2010 NFL Draft: Philadelphia Eagles Select S Nate Allen, DE Daniel Te'o-Nesheim

Bob Cunningham@BCunningham215Senior Analyst IApril 24, 2010

TAMPA, FL - OCTOBER 15:  Safety Nate Allen #5 of the University of South Florida Bulls intercepts a pass against the Cincinnati Bearcats October 15, 2009 at Raymond James Stadium in Tampa, Florida.  (Photo by Al Messerschmidt/Getty Images)
Al Messerschmidt/Getty Images

The Eagles came into day two of the draft knowing they needed to address the secondary , and they did just that by selecting USF free safety Nate Allen with the No. 37 overall pick.

The No. 37 pick is what the Eagles received as part of the deal that sent Donovan McNabb to the Washington Redskins, so they had better hope that Allen turns into a first-rate player. Allen will likely compete with Marlin Jackson for the starting spot at free safety, but Allen should be able to win the spot outright fairly early on.

"(Allen's) strengths are he has a great eye for the ball; ball hawk," Andy Reid said at his post-draft press conference. "He's a very, very good tackler. I think those are two important things when you are the last guy to the end zone. I feel very comfortable with him, he's very intelligent, he's got everything that we like here and we look forward to getting him in."

That's not even a knock on Jackson as much as it is a testament to how much the Eagles seem to love Allen. They feel he's the complete package, a ballhawk and a sure tackler, and would probably like to use Jackson as a depth guy at cornerback.

"I just know it's a good thing to get Marlin all the way back," Reid continued. "It gives us flexibility at the corner spot and it gives us flexibility at the safety spot. I just think it's good."

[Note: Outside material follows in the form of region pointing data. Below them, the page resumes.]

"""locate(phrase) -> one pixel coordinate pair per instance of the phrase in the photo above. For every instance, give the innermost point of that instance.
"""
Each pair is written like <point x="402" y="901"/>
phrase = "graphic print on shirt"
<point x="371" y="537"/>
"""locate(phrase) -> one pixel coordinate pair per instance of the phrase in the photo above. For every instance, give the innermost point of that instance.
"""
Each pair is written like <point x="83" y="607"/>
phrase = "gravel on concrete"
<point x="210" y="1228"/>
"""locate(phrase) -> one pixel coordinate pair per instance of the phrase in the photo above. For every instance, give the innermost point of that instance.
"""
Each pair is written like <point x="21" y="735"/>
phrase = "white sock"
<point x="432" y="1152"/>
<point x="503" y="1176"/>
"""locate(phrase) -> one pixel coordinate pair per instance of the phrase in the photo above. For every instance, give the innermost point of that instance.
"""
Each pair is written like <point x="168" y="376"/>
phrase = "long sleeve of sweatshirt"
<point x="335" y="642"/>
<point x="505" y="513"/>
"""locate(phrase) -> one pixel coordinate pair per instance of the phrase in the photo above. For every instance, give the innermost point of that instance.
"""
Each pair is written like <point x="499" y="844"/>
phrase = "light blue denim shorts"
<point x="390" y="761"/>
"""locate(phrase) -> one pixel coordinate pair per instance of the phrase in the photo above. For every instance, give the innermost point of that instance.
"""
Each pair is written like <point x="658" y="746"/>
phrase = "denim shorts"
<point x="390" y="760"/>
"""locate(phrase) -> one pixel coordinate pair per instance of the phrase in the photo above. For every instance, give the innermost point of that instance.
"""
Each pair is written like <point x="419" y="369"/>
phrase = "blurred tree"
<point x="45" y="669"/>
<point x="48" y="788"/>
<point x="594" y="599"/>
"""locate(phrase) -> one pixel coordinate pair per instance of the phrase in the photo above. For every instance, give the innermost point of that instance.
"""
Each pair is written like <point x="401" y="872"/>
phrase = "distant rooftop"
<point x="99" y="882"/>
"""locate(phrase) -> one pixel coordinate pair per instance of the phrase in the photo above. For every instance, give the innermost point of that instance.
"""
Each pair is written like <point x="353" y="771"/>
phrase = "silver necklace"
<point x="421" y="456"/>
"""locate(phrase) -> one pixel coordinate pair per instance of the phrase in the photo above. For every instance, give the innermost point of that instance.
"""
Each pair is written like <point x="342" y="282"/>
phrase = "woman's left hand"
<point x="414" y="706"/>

Allen is a good value at No. 37 overall, and should make an impact right off the bat.

Then, after trading out of the No. 55 selection three different times (from 55 to 59 to 71 to 86), the Eagles drafted Washington defensive end Daniel Te'o-Nesheim.

If you're not sure who that is, don't worry about it. I wasn't exactly sure either until I did some snooping and found a great highlight film on him . From what I can tell, he's an instinctive player who knows how to manipulate an offensive lineman.

Throughout the video you can see examples of him using the lineman's lack of foot-speed to his advantage as he is able to break their hands, disengage, and show an incredible burst around the outside, even chasing down running backs and quarterbacks with his 4.67 speed.

Te'o-Nesheim is 6'4", 265 pounds, and, according to Reid, he can play defensive end and be the third-down inside pass-rusher that Darren Howard used to be. I'm an opponent to the thought of taking the big tackles off the field on third down, but with Te'o-Nesheim it looks like the defense shouldn't lose any ability to play the run if need be.

"(Te'o-Nesheim) can also play defensive tackle, particularly on pass-rush situations although he did it both ways there. He was the career sack leader for the University of Washington. I believe he had 31 sacks. That's quite a statement in itself. He's very good against the run."

Mike Mayock of NFL Network—the best amateur scout out there, hands down—had Te'o-Nesheim listed as his top sleeper pick in this draft.

"A 4-3 end/outside linebacker," Mayock writes. "He's a hustle guy. A core special-teams guy. I think it's going to be difficult to cut him because he works so hard. He's a little quicker than people think. I think he's a good player and makes a team."

If that doesn't sound to you like Mayock believes Te'o-Nesheim was worth a third-round pick, you're right. Mayock has him slated to go between the sixth and seventh rounds, but, of course, it's possible the Eagles knew something that Mayock doesn't about what other teams might do.

It's a gutsy move by the Eagles, and the kid looks good on tape, so everyone just cross your fingers that we don't have another Bryan Smith or Chris Gocong on our hands.